Она прижалась затылком к высокой спинке стула, устремила невидящий, отрешенный взгляд в потолок. По ее страдальчески искривленному лицу скатывались слезы, которые не было силы ни унять, ни вытереть — онемевшие вдруг руки не слушались. «Папа, папа», — шептала она одеревеневшими губами. Все, что в жизни было связано с отцом непостижимо быстро проносилось в ее голове. Не стало самого близкого человека и ей казалось, что жизнь ее угасла преждевременно, до окончания суда, вынесения приговора.
Необычно притих зал, молчали судьи, будто разделяя постигшее ее горе. И, может быть, даже в их жестоких сердцах вдруг нашлось место состраданию? Гофберг снял пенсне и стал тщательно протирать и без, того чистые стекла. Он был полностью осведомлен о сценарии суда, разработанном в гестапо, том психологическом давлении, которое должно быть оказано на Марину, чтобы вынудить ее рассказать правду о связях с участниками Сопротивления, но даже эта осведомленность не стала для него защитной от восприятия человеческого горя. Он пристально посмотрел на застывшую в оцепенении Марину, оценивая ее способность давать показания, громко откашлялся, сказал:
— Суд понимает вас, подсудимая. Но… Дело есть дело. Суд есть суд, — он развел руками, дескать, тут ничего не попишешь, водрузил на нос пенсне и стал холодно строгим, словно за блеснувшими стеклами очков скрыл вырвавшееся было наружу человеческое чувство сострадания.

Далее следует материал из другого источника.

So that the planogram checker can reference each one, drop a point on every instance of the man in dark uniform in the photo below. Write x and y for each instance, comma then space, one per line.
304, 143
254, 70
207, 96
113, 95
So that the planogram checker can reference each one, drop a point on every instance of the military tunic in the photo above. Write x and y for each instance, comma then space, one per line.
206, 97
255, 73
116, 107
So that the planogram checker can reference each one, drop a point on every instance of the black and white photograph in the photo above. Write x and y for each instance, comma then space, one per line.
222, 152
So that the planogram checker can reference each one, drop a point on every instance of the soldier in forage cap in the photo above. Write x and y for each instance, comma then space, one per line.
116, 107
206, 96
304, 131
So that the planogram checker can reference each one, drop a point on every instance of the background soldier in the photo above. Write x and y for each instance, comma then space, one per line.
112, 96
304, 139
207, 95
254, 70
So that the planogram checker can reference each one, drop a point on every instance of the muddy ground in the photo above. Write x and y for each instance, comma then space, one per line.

Марина оцепенело молчала. Будто откуда-то издалека, пробиваясь сквозь притуплённое восприятие происходящего, доходил до ее сознания голос судьи, который она с трудом понимала. Образ Шафрова властно звал ее к себе, и перед ее мысленным взором отец возникал то радостно взволнованным после возвращения из Советского посольства с вестью о предстоящем отъезде на Родину, то удрученным и растерянным, когда в этом отказали. Память стремительно возвращала ее в далекое прошлое, когда она, повзрослев, впервые осознала дочерние чувства любви к нему, поняла, что именно он, а не мать, занял в ее жизни первое место и был так душевно близок к ней, что она открывала ему самые сокровенные девичьи тайны, чувствуя себя счастливой в такие минуты откровения. Она вспоминала, как в первые годы жизни в эмиграции он помогал ей освоиться в чужой стране, найти свое место в нелегкой жизни беженки, и был надежной опорой во всех невзгодах и трудностях. Значительно позже она поняла и расценила это как стремление искупить вину за то, что лишил ее Родины, оторвал от той естественной среды, которая формирует личность, создает национальный характер, делает человека духовно богатым. Поняла и простила, ибо в его заботе было столько искренности, благородства и родительской теплоты, что сердиться, а тем более осуждать его было просто нельзя.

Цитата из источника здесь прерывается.